In the collection of over forty photographs, each featured town is recognizable for its specific purpose—mining, lumbering, agriculture, or trading post, among other uses, but they are all silently abandoned. Often mineral deposits would peter out, forests for lumber would slowly be cut to nothing, or a river would change course, eliminating a power supply and leaving the area uninhabitable. Once the area’s main resources disappeared, so did the inhabitants.
“Kurt was interested in documenting these abandoned towns because he saw what was happening to them,” curator Holly Young tells The Daily Beast. “They were being vandalized and pulled down. They were basically being stolen.”
Beginning in the mid-nineties, Wenner spent over a decade traversing the often rough Arizona landscape seeking out the rapidly deteriorating settlements. “A lot of the towns that he took pictures of are no longer there,” Young adds.
Arizona is one of the few states known for its abundance of ghost towns with over 350 documented settlements. According to the exhibition’s press release, “most ghost towns in Arizona are unprotected and vulnerable to vandalism, looting, and, of course, the decay brought about by the elements and time,” causing many of the once burgeoning Western settlements to almost—if not completely—disappear.

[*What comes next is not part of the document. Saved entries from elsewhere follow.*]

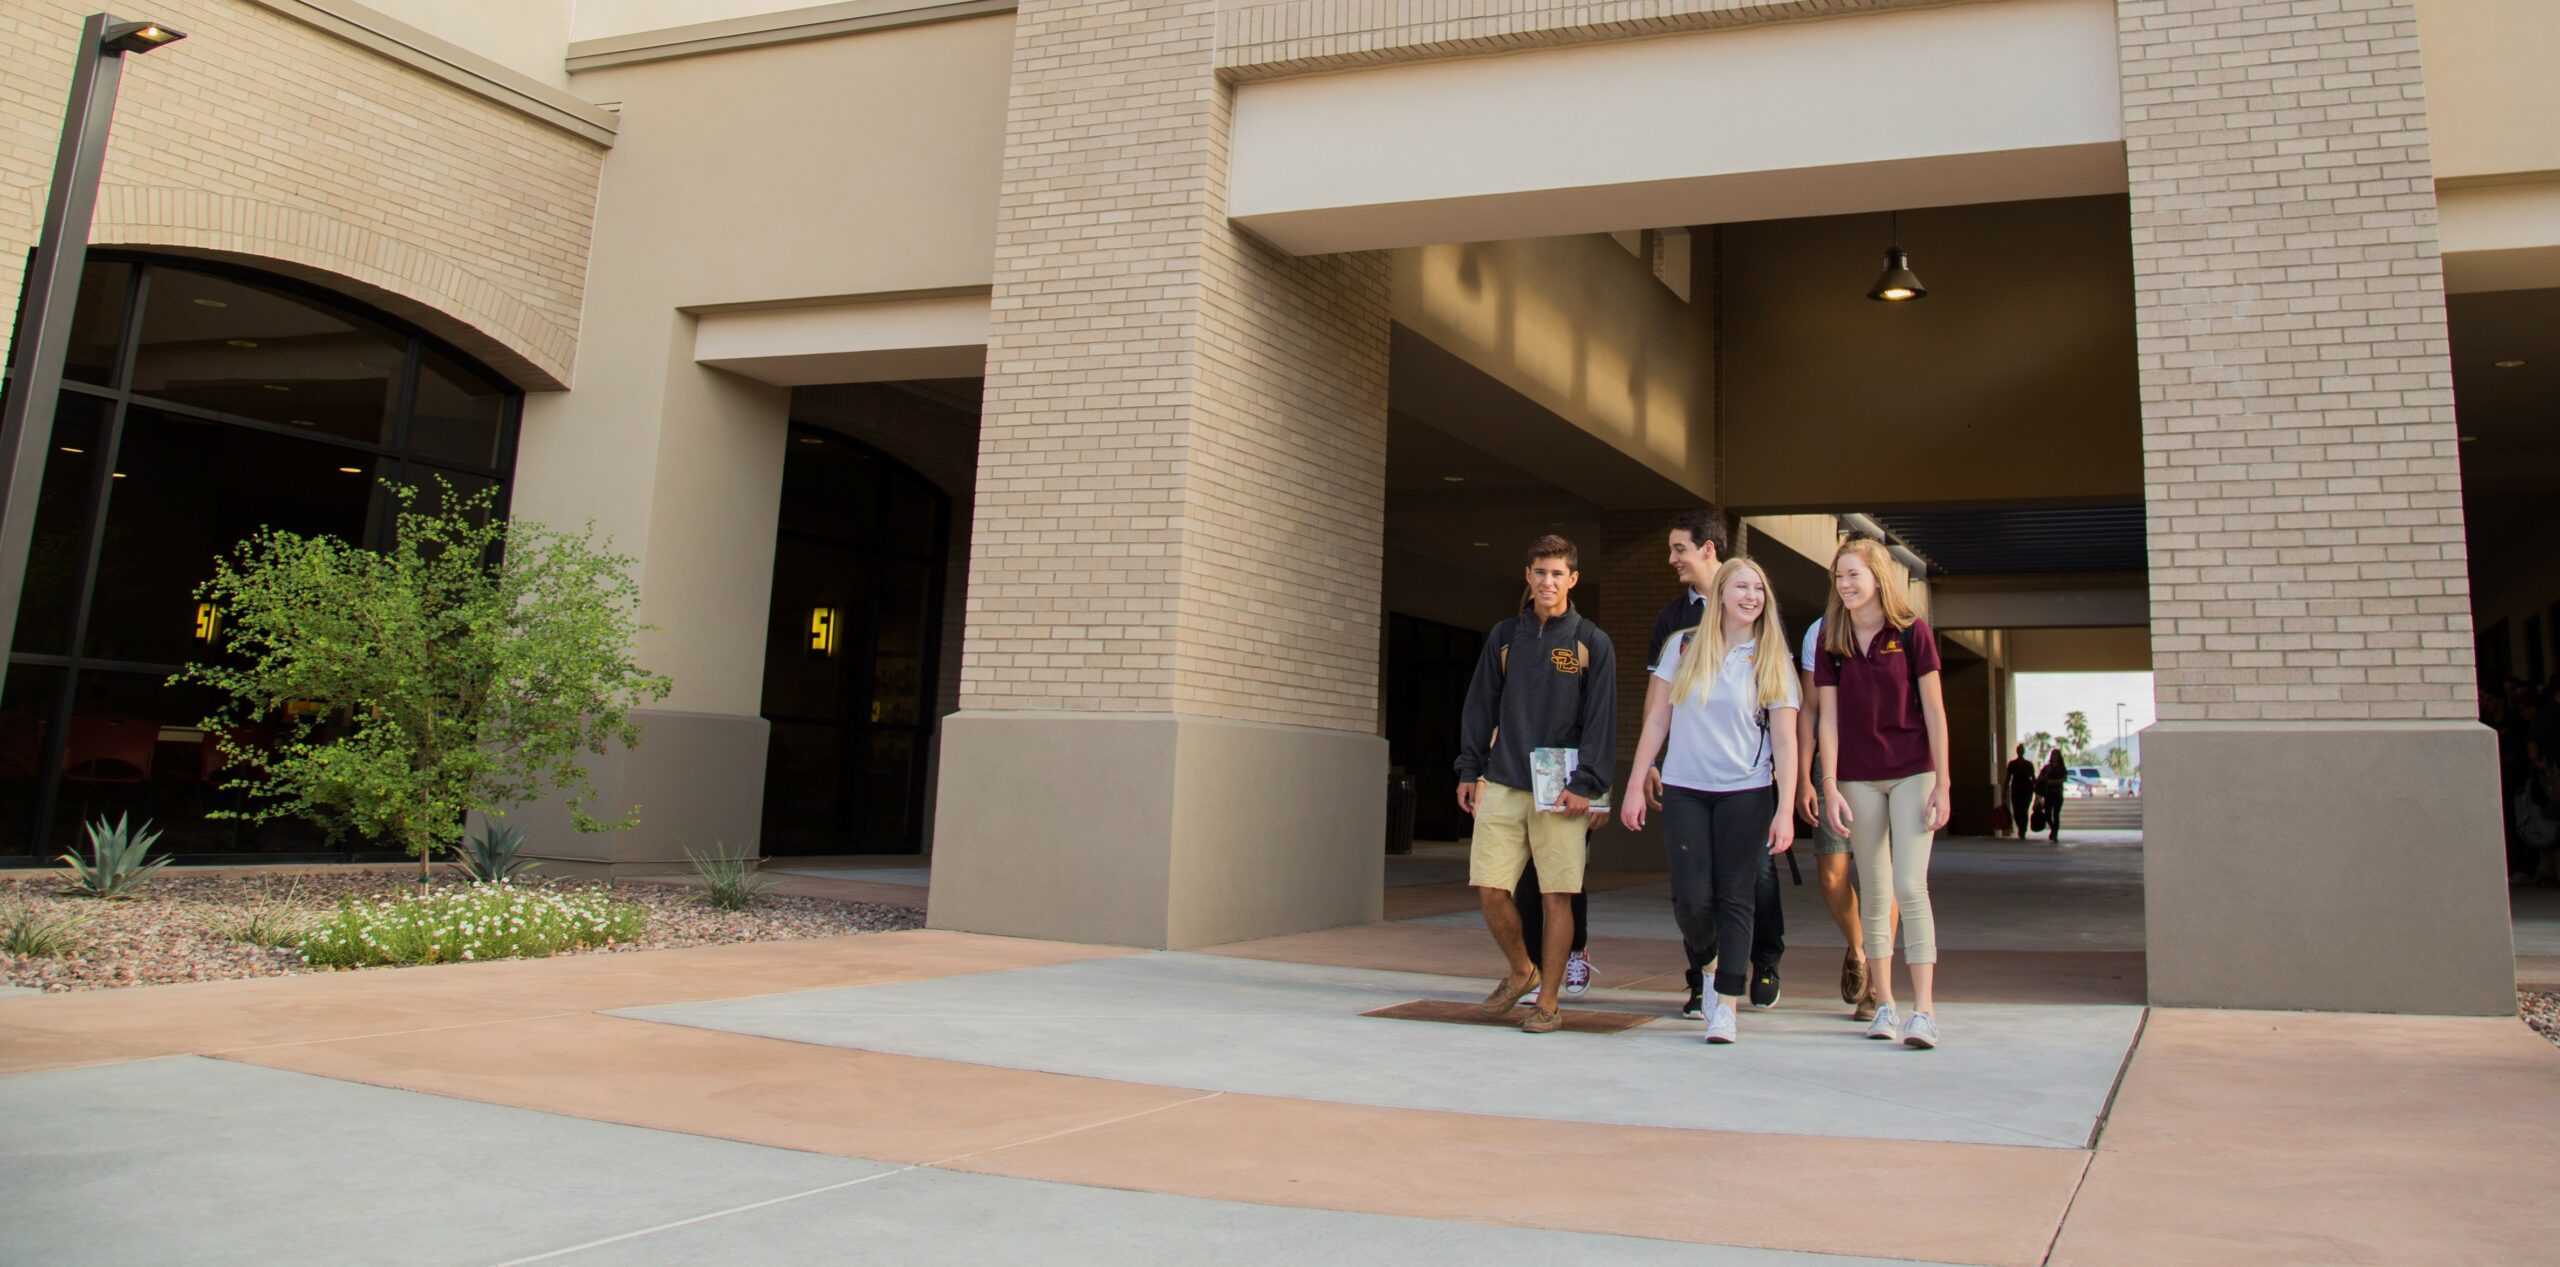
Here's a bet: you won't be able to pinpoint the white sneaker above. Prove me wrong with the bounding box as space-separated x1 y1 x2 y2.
1865 1002 1901 1041
1704 1001 1738 1044
1563 950 1593 998
1902 1011 1940 1050
1520 986 1539 1006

Along with graffiti and the occasional destruction of buildings, vandals would even go so far as looting graves—which Wenner stumbled upon while photographing the town of Swansea, located in a vast, desolate area of western Arizona. Digging up caskets, these looters were in search of coins, buttons, and other possessions that may have been buried with the deceased.
The Pueblo Grande Museum and Archeological Park has a settlement history of its own. The ancient Hohokam people, known for their extensive canal systems, settled in the area some 1,500 years ago before abandoning the land in 1450. Since 1924 when it was donated to the city of Phoenix, the area has acted as a public park, museum space, and archeological warehouse, preserving the city and the state’s history.

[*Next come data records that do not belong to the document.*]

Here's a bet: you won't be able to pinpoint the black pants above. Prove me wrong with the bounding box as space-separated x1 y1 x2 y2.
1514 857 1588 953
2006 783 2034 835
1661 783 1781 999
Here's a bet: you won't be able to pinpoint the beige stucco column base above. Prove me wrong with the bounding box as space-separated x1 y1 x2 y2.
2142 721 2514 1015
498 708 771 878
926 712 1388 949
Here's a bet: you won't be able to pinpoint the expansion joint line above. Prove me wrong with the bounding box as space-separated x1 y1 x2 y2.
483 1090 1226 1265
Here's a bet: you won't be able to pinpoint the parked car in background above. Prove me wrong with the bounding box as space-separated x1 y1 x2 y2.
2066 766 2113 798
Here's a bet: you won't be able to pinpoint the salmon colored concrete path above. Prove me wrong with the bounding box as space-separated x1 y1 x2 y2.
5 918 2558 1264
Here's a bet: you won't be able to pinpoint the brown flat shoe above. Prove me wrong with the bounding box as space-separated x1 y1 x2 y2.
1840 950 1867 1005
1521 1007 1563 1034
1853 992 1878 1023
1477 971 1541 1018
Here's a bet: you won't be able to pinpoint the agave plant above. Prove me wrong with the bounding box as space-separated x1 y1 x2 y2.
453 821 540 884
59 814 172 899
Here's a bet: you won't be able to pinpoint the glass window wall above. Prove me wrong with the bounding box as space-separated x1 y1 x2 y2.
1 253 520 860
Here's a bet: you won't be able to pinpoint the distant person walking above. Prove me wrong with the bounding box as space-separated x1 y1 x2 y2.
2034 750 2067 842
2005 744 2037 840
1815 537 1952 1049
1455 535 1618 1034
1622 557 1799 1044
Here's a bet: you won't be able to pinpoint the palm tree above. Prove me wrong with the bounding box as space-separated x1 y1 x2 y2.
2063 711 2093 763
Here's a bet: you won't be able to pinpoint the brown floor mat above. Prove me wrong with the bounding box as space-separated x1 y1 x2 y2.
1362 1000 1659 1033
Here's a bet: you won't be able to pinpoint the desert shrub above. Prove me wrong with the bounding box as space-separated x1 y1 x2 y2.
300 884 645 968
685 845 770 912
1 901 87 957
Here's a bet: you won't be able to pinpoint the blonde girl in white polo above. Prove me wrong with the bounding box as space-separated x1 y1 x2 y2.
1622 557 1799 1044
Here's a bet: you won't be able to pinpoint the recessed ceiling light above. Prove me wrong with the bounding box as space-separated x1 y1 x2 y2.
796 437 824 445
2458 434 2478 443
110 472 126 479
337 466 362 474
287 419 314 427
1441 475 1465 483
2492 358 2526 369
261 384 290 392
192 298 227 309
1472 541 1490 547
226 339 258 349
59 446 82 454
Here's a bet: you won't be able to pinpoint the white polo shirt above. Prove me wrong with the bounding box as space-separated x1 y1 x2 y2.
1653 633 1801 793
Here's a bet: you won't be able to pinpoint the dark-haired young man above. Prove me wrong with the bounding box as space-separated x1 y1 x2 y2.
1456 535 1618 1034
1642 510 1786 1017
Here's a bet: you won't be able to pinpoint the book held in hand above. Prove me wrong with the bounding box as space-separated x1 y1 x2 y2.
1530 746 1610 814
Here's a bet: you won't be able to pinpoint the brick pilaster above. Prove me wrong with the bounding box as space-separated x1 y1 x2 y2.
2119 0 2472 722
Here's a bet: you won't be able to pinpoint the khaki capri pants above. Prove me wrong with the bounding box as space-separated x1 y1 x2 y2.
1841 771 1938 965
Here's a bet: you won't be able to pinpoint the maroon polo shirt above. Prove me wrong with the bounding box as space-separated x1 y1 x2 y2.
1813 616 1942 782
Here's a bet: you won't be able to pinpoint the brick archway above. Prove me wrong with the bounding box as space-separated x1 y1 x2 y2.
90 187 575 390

The facility not only acts as the archeological site museum, but it is also as a repository for archeological collections from the city of Phoenix. Whenever street work is happening or a bridge is being built, excavation work is routinely done and any artifacts found are promptly added to the museum’s growing collection.
Ghost Towns of Arizona: Photography of Kurt Wenner is on display at the Pueblo Grande Museum and Archeological Park in Phoenix, Arizona until August 30.